MÜNCHEN (COMPUTERWOCHE) - Sicherheitsprobleme werden auch künftig die Achillesferse der IT bilden. Die Unternehmen hätten in den vergangenen Monaten zu wenig getan, um ihre Systeme gegen interne und externe Attacken abzusichern, kritisieren Experten. Auch politische Anstrengungen, wie sie beispielsweise jüngst US-Präsident George W. Bush gestartet hat, änderten daran nichts.

"Die Regierung kann die Sicherheit im Cyberspace nicht alleine garantieren." Mit dieser ernüchternden Feststellung kommentierte Richard Clarke, Sicherheitsberater des US-Präsidenten, die Vorstellung des jüngsten offiziellen Strategiepapiers zur Absicherung von IT-Systemen. Unternehmen und Privatanwender müssten einen Teil der Verantwortung selbst übernehmen. Indem jeder Maßnahmen für die Sicherheit der eigenen Rechner ergreife, trage er auch zur nationalen Sicherheit bei, erklärte Clarke.

Erste Kritik an dem Entwurf ließ nicht lange auf sich warten. Danach habe das Papier nicht viel mehr zu bieten, als Zuständigkeiten zu verteilen und allgemein bekannte Weisheiten zu verbreiten. So müssten sich die Bundesstaaten um die IT-Sicherheit der öffentlichen Einrichtungen und Privatunternehmen um die wirtschaftliche Infrastruktur kümmern. Anwender sollten entsprechend geschult werden, um sie für die Absicherung der IT zu sensibilisieren.

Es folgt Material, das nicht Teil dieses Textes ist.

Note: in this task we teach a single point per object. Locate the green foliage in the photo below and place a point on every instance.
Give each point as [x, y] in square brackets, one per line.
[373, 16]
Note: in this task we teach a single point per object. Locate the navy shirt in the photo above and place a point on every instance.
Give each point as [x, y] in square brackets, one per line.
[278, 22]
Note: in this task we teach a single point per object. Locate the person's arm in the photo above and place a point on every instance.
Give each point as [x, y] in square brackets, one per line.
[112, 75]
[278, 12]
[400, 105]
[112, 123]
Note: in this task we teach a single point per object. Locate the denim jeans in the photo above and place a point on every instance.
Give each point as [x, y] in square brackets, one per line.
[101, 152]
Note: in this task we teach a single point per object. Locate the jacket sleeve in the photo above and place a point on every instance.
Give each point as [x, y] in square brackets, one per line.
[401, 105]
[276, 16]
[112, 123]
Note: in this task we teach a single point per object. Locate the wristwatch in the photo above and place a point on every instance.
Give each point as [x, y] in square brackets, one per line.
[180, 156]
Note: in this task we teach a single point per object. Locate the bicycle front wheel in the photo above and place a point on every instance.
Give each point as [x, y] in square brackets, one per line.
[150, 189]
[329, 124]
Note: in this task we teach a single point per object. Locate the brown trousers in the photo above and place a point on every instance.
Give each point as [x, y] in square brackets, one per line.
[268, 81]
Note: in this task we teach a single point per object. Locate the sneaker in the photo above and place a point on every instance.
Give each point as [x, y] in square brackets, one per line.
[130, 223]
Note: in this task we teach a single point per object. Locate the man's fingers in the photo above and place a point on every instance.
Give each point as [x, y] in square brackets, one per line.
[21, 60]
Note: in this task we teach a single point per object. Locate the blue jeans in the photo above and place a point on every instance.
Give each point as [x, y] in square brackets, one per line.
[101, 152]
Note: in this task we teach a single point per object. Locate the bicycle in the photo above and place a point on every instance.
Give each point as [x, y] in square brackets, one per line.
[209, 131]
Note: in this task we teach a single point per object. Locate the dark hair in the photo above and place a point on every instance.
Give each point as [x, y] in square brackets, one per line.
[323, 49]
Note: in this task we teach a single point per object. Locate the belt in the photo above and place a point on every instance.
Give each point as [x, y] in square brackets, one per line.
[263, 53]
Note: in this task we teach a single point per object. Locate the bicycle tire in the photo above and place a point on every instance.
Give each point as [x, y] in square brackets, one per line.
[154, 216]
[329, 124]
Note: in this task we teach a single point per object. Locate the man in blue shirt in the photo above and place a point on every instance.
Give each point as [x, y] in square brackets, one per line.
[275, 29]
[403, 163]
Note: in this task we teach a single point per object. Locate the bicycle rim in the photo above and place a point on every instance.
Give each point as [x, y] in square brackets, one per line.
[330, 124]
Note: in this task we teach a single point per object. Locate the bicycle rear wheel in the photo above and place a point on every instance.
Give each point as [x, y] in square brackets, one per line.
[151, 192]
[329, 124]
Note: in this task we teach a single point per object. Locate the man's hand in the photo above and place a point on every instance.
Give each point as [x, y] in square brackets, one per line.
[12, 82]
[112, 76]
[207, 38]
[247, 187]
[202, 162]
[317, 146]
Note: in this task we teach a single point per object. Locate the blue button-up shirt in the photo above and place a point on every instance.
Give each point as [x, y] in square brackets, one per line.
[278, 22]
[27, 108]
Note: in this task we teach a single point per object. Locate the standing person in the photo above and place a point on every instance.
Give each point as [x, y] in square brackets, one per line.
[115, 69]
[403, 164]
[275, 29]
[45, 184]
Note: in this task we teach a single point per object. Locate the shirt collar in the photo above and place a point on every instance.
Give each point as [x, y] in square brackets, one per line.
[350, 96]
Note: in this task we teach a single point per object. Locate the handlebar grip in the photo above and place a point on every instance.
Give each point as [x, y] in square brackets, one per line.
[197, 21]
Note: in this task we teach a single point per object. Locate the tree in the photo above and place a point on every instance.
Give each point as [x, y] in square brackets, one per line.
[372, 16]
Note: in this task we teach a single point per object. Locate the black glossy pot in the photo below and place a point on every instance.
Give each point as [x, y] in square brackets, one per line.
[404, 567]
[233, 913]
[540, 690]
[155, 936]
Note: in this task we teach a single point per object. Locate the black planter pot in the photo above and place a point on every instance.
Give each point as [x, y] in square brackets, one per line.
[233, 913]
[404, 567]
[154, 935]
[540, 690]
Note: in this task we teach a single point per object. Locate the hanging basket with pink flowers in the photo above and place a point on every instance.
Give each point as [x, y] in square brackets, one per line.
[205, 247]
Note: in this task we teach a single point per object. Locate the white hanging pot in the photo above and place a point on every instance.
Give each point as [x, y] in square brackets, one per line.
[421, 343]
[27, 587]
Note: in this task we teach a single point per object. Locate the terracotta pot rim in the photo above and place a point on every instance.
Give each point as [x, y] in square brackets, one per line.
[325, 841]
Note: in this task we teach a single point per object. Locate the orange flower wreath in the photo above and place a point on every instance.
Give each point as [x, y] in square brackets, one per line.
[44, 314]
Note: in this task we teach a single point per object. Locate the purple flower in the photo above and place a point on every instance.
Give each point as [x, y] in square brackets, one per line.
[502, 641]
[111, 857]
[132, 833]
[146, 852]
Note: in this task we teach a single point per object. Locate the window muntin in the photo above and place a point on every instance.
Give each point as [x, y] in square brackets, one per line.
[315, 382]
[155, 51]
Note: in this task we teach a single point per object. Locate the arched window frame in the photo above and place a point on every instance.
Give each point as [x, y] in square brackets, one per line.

"Ich dachte, das Papier würde etwas konkreter ausfallen", äußerte sich Wyatt Stearns, CEO des IT-Sicherheitsanbieters Tripware aus Portland, enttäuscht. Russ Cooper von Trusecure vermutet, die Regierung habe in letzter Minute allzu deutliche Passagen gestrichen. Herausgekommen sei eine Definition von Verpflichtungen. Es wäre jedoch an der Zeit, dass die Politiker Taten folgen ließen, fordert er. So sollte beispielsweise Internet-Service-Providern (ISPs) per Gesetz verboten werden, illegale Inhalte zu transportieren.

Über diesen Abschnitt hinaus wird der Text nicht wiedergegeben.